For all you creative geniuses out there, the TED talk with Elizabeth Gilbert, author of Eat, Pray, Love, posted below is most assuredly for you. There is this pressure on those of us who are creative to be so every single second of every single day. And if you’re not, then hell hath no mercy on ye! Really, though, that’s the feeling. You sit staring at the computer (or the pen tip, maybe doodling a little) and guilt trip yourself into writing because you know someone is going to come home and ask what you have been doing and you don’t want to admit you’ve been day-dreaming for the last half hour trying to find your muse. No, you feel guilty because you’re the creative one, you should have something to show for it, right?
“When I first started telling people — when I was a teenager — that I wanted to be a writer, I was met with this same kind of, sort of fear-based reaction.
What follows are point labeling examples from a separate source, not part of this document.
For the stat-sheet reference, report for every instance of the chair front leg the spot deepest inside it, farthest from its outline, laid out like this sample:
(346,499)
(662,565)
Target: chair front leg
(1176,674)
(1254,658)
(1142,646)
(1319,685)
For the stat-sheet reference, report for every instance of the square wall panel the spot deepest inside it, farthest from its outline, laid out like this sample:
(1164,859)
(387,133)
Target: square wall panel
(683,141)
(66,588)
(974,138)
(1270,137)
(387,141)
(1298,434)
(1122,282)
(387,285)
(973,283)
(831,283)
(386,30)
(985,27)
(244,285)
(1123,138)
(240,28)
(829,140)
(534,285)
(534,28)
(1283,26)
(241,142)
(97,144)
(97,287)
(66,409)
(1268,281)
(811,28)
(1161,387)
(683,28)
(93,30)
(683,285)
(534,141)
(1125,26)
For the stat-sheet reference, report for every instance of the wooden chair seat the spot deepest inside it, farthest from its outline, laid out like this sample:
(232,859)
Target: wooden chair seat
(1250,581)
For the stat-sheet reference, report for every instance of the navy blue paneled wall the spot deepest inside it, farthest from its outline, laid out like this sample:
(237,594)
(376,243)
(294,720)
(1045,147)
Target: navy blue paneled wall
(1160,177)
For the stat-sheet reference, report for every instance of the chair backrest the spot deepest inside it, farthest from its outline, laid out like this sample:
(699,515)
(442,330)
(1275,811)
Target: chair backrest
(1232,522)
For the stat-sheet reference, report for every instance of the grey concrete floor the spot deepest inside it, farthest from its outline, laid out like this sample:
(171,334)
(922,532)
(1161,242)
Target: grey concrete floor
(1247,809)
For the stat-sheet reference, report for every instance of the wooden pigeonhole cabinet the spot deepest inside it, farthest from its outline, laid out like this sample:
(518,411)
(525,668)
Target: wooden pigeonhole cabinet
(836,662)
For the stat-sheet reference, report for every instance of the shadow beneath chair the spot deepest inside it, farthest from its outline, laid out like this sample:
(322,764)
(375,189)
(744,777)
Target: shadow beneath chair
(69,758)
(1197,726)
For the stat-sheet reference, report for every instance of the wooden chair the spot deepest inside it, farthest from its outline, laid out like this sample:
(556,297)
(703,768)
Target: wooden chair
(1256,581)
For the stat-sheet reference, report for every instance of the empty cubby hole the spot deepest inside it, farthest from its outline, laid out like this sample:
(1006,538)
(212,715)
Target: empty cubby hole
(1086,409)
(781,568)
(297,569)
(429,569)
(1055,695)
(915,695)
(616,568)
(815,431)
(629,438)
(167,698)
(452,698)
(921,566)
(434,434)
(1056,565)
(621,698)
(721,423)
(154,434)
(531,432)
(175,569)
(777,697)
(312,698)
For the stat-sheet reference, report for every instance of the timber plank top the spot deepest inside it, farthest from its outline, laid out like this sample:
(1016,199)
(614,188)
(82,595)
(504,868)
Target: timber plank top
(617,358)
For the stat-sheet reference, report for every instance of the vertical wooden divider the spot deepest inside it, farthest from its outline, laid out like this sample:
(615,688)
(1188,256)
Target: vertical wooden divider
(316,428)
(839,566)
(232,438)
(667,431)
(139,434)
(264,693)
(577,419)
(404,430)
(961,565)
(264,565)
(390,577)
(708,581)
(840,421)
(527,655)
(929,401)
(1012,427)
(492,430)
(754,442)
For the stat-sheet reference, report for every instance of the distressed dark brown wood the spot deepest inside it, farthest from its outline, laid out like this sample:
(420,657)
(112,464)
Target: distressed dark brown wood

And people would say, ‘Aren’t you afraid you’re never going to have any success? Aren’t you afraid the humiliation of rejection will kill you? Aren’t you afraid that you’re going to work your whole life at this craft and nothing’s ever going to come of it and you’re going to die on a scrap heap of broken dreams with your mouth filled with bitter ash of failure?” Unlike Gilbert, I did actually let this get to me. In all honesty, it is good to question being a writer or any type of artist in this day and age without some kind of back-up plan. I paused my writing because I thought if I couldn’t make it as a professional career writer, what were my chances and what was the point? People kept asking me what would you ever do with something like that? Are you even going to make money? Being a little wiser, I realized I was perfectly in my right to turn around, look them in the eye and say, “So what?” I have been writing stories since I could figure out how to make letters, I think I can honestly say it’s a passion, it’s written in my blood.
As for the last question, what about the corporate employee that climbs the ladder year after year only to find that she/he similarly ended in “a scrap heap of broken dreams”? The point is, I don’t expect anything to come of my writing. I don’t expect to put on some idol’s mantle. I don’t expect to make millions and earn fame. I want to write because I want to share stories with people, I want to share ideas, I want to encourage creativity and thought. If I accomplish this, even on a small scale, then I can earnestly say I have accomplished my dreams. If I walk away, if I let others’ doubts engulf me, then yes I will be “filled with [the] bitter ash of failure”.
In the last half of her talk, I cannot say I agree entirely with what Gilbert says about the divinity of creativity. Even for an atheist, nonetheless, I find what she says is of great import to all “creators” (my atheist friends, I know you will get why I put that in quotations). “A process which, as anybody who has ever tried to make something — which is to say basically everyone here — knows does not always behave rationally,” Gilbert said after a brief historical recount of the creative process. Brilliant! While I don’t believe anyone should apply this logic, or lack thereof, to real life issues, it serves a purpose in the creative process. When writing fantasy or science fiction, it is rather difficult to create a story arc without dispelling some of the binds of logic. I have heard authors say you want to ensure it is believable, but isn’t that the beauty of Sci-Fi/fantasy? Isn’t that the duty of those genres to defy the boundaries of rationality and bring us to the unknown? Quite frankly, I like the idea that a muse is divine inspiration simply so that I can blame the meddling sprite for not giving me inspiration when I need it. And that, my friends, eradicates any guilt and leaves me more time for my musings.